The smug not only burned, it also bombed. Readers got wild and crazy on bicycle dates, nerds had similar startup ideas, and the suburbs killed American pubs. We asked the Partridge family to shut up and sing, and the spousal diaspora spread. Iraqi police dressed the part, Scott Morgan caught us up on the cannabis substitute ban, the pill could be affecting fertility, and Michael Agger wanted to mine Facebook's data to improve society, not just to fill the coffers of advertisers.

Chart of the day here, tweet of the day here, Malkin award here, email of the day here, quote for the day here, VFYW here, MHB here, and FOTD here.

–Z.P.

The Shamelessness Of John McCain

Clips of McCain at DADT hearings:

John McCain talks to Howie Kurtz:

His explanation [for supporting DADT]: “The Marine commandant is opposed to [dropping] Don’t Ask Don’t Tell.
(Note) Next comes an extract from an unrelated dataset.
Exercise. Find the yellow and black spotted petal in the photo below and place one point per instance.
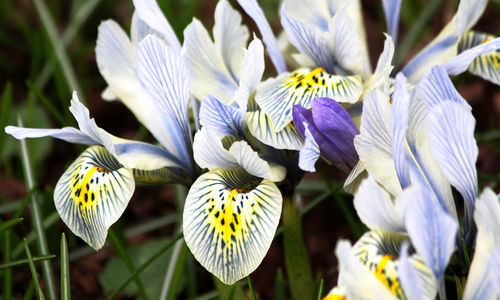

I know for a fact the other three service chiefs have serious reservations.” As for their superiors, McCain casually mentions the commander in chief and defense secretary, “neither of which I view as a military leader.”

Chait's eyes widen:

Uh, isn't the message that John McCain does not respect civilian control of the military?

McCain said that troops should get "to make a judgment on who they want to serve with…" No wonder Gates bristled. Bernstein asks for clarification:

Does he really believe that?   Does he really believe that troops should get to choose who they want to serve with? Forget about civilian control of the military, and forget about the specific issue of DADT: does John McCain believe in in any notion of basic command structure?

Jeb Golinkin counters McCain's larger point:

 McCain points to the Marine Commandant (currently General James F. Amos) as evidence that the nation’s military leadership does not support repealing DADT.  Well, General Amos is a member of the Joint Chiefs of Staff.  But the nation’s highest ranking military officer is the Chairman of the Joint Chiefs, Admiral Mike Mullen, who does support repealing Don’t Ask, Don’t Tell.

And then of course, there is the biggest kahuna of them all, General David Petraeus.  General Petraeus has told the Senate Armed Service Committee that “the time has come” to repeal DADT. If Senator McCain opposes repeal, fine, but the nation’s top military leaders BOTH civilian and uniformed are in general agreement that it’s time for the policy to go.